Universities in the UK desperately needed Bridget Phillipson’s announcement this afternoon of a rise in tuition fees. The Education Secretary has said they will rise from £9,250, to £9,535 next year and £10,500 by 2029. This was necessary if only to offset the effect of last week’s Budget announcement of a 1.2 per cent rise in employers’ NI and the reduction in the threshold at which it becomes payable; that alone will saddle them with extra costs of just under £400 million a year.
What is unsustainable is the number of students the state chooses to support
All this aside, the institutions are already in deep trouble. Fees for domestic students do not cover costs. The previous practice of trying to make ends meet by an increased recruitment of higher-paying foreign students, relatively successful until about five years ago, has become more difficult. The removal by the outgoing Tory government of foreign students’ rights to bring extended families with them was entirely understandable – but it did have the side-effect of reducing the attractiveness of UK universities. The universities’ bind has been made worse by increased competition from other English-speaking institutions elsewhere, and also by the unfortunate collapse of Nigeria’s currency, with the country up till now the source of many overseas applications.
The result has been a dismal process of more cost-cutting and a decline in quality. It is well known that a number of institutions are effectively insolvent, including some relatively high-profile ones. And even among those that are not, we are hearing of an increasingly industrial process of instruction, with vastly inflated student numbers. Tutorials, the small-group teaching that used to mark UK universities out as a seriously quality product, have meanwhile been reduced to online sessions held over Zoom with groups of up to 50 students at a time.
Will Bridget Phillipson’s announcement help universities? To give her credit, we must admit in some ways that it will. Even if offset by the extra NI costs, the absolute increase in income will remove some immediate pressure – even if the money will not flow into the coffers for nearly a year. Further, the recognition that the amounts paid to universities should be closer to the costs they actually incur in educating students injects some necessary realism into their finances. Also welcome is the recognition that fees need to increase with inflation in the same way as universities’ costs do. The figure of £9,250 has not risen for seven years: while explicable for political reasons, this is clearly unsustainable.
However, we are not out of the woods yet. The announcement from the Department for Education is only a temporary solution; the malaise remains.
First, to some extent, this amounts simply to sending the bill for present expenditure to future generations of students.
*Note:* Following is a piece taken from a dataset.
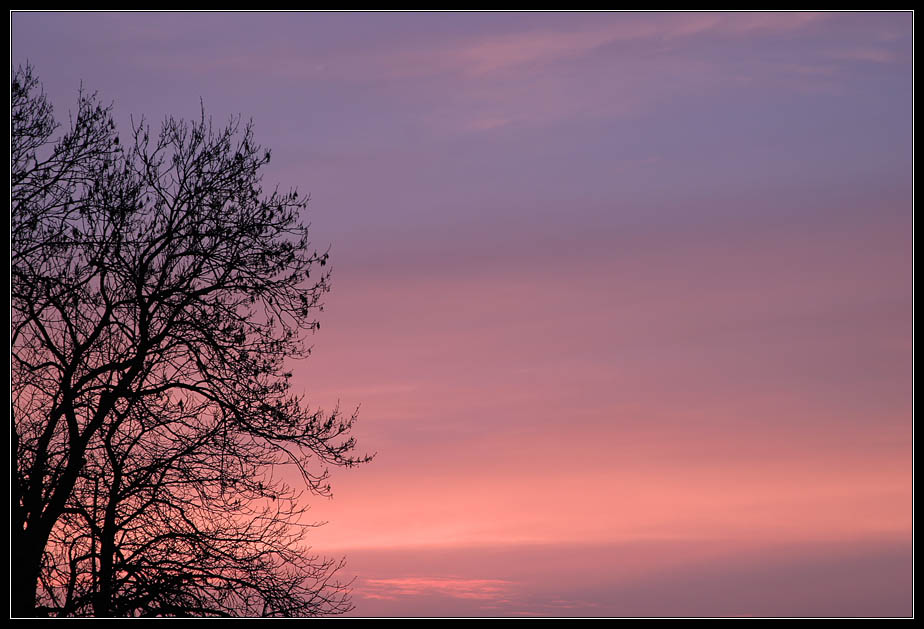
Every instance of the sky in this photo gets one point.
(625, 299)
The average student already graduates with an eye-watering debt of between £40,000 and £50,000. Since in the vast majority of cases the increase in fees will be covered by student loans, this millstone round students’ necks is likely to get progressively heavier over the next few years.
Secondly, even if in theory the extra costs will be covered by those students who choose either to pay up-front or borrow the money to invest in their educational qualifications, future taxpayers as whole are on the hook for fairly substantial sums. Not all student loans are paid off; recipients may either disappear or go abroad, or not earn enough to trigger a duty to repay. In any case, amounts owing are written off after thirty years or (if earlier) when a student reaches 65. To this extent, therefore, the can has merely been kicked down the road as regards sustaining universities in the long term.
Thirdly, there is no guarantee that this will be enough to prevent a need for an immediate bail-out of those institutions that are facing insolvency and cannot wait until 2025. So long as universities are seen as too important to be allowed to fail, the Treasury may still find itself faced with the necessity to come up with further funds to prevent this happening.
No one likes to admit it, but in the long term what is unsustainable is the number of students the state chooses to support and the number of higher education institutions that educate them. There is already a growing appreciation that too many people engage in university education, at great expense to themselves and the taxpayer, and then regret it.
Sometime in the next ten years, an education minister will need to grasp this nettle and announce in the House of Commons that a number of the less successful universities will be allowed gently to fold when the present cohort of students has passed through. It would be nice to think that Bridget Phillipson was the minister with the courage to do this. Somehow, unfortunately, one doubts it. For the moment at least, we are stuck with the dreary status quo of gentle decline caused by too little money spread too widely, and a refusal by government to take the political risk of doing anything about it.